Welcome to from-docker-to-kubernetes

Advanced Scheduling & Affinity

Understanding Kubernetes advanced scheduling capabilities and affinity rules

Introduction to Kubernetes Scheduling

Kubernetes scheduling is the process of assigning pods to nodes in the cluster. While the default scheduler works well for many scenarios, advanced applications often require more sophisticated placement strategies. Kubernetes provides powerful mechanisms to influence scheduling decisions, allowing administrators and developers to optimize for hardware efficiency, workload co-location, and availability.

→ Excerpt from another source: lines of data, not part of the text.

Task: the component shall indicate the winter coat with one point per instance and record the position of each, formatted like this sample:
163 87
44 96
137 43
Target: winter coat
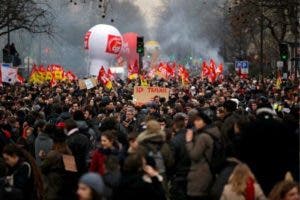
155 142
99 157
134 187
83 125
4 139
182 161
222 178
111 181
23 179
79 145
228 194
42 143
59 184
200 152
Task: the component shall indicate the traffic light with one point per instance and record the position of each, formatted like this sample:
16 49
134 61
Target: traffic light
284 51
140 45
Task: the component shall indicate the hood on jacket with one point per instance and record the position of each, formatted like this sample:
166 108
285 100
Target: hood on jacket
152 133
43 136
82 124
214 130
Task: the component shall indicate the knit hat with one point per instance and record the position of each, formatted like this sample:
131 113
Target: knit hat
94 181
206 115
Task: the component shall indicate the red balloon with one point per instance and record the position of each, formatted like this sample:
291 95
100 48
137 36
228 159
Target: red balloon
129 48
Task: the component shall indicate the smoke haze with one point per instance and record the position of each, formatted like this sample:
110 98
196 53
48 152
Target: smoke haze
183 28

The Kubernetes scheduler is a control plane component that watches for newly created pods with no assigned node and selects a node for them to run on. This decision-making process considers:

  • Resource requirements and availability
  • Hardware/software constraints
  • Affinity and anti-affinity specifications
  • Taints and tolerations
  • Priority and preemption
  • Custom scheduler policies

Advanced scheduling capabilities allow you to implement complex deployment strategies, enforce business requirements, and optimize resource utilization across your cluster.

Node Selectors

Node selectors provide a simple way to constrain pods to nodes with specific labels. This is the most straightforward way to control pod placement.

apiVersion: v1
kind: Pod
metadata:
  name: gpu-machine-learning
spec:
  containers:
  - name: cuda-container
    image: nvidia/cuda:11.2.2-base-ubuntu20.04
  nodeSelector:
    hardware: gpu
    gpu-type: nvidia-tesla

To use node selectors:

  1. Label your nodes appropriately:
    kubectl label nodes node1 hardware=gpu gpu-type=nvidia-tesla
    
  2. Add a nodeSelector field to your pod specification targeting those labels

While simple to use, node selectors have limitations:

  • Only support equality-based requirements
  • Cannot express more complex conditions (OR, NOT operations)
  • Limited expressiveness for complex deployment scenarios

For more sophisticated requirements, Kubernetes offers node affinity.

Node Affinity

Node Affinity Basics

  • More expressive matching: Supports complex logical operations beyond simple equality
  • Rich selector syntax: Uses the same selector syntax as labels
  • Two types:
    • requiredDuringSchedulingIgnoredDuringExecution: Hard requirement (must be met)
    • preferredDuringSchedulingIgnoredDuringExecution: Soft preference (preferred but not mandatory)
  • Operators: Includes In, NotIn, Exists, DoesNotExist, Gt, Lt
  • Weight-based preferences: Assign priorities to different requirements
  • Future support: Will eventually support requiredDuringSchedulingRequiredDuringExecution

Hard Requirements Example

apiVersion: v1
kind: Pod
metadata:
  name: nginx-with-node-affinity
spec:
  affinity:
    nodeAffinity:
      requiredDuringSchedulingIgnoredDuringExecution:
        nodeSelectorTerms:
        - matchExpressions:
          - key: kubernetes.io/os
            operator: In
            values:
            - linux
          - key: kubernetes.io/arch
            operator: In
            values:
            - amd64
            - arm64

This pod will only be scheduled on Linux nodes with either amd64 or arm64 architecture.

Soft Preferences Example

apiVersion: v1
kind: Pod
metadata:
  name: nginx-with-preferred-node-affinity
spec:
  affinity:
    nodeAffinity:
      preferredDuringSchedulingIgnoredDuringExecution:
      - weight: 80
        preference:
          matchExpressions:
          - key: availability-zone
            operator: In
            values:
            - zone1
      - weight: 20
        preference:
          matchExpressions:
          - key: node-type
            operator: In
            values:
            - compute-optimized

This pod prefers to run in zone1 (weight 80) and on compute-optimized nodes (weight 20), but will still run elsewhere if these preferences cannot be satisfied.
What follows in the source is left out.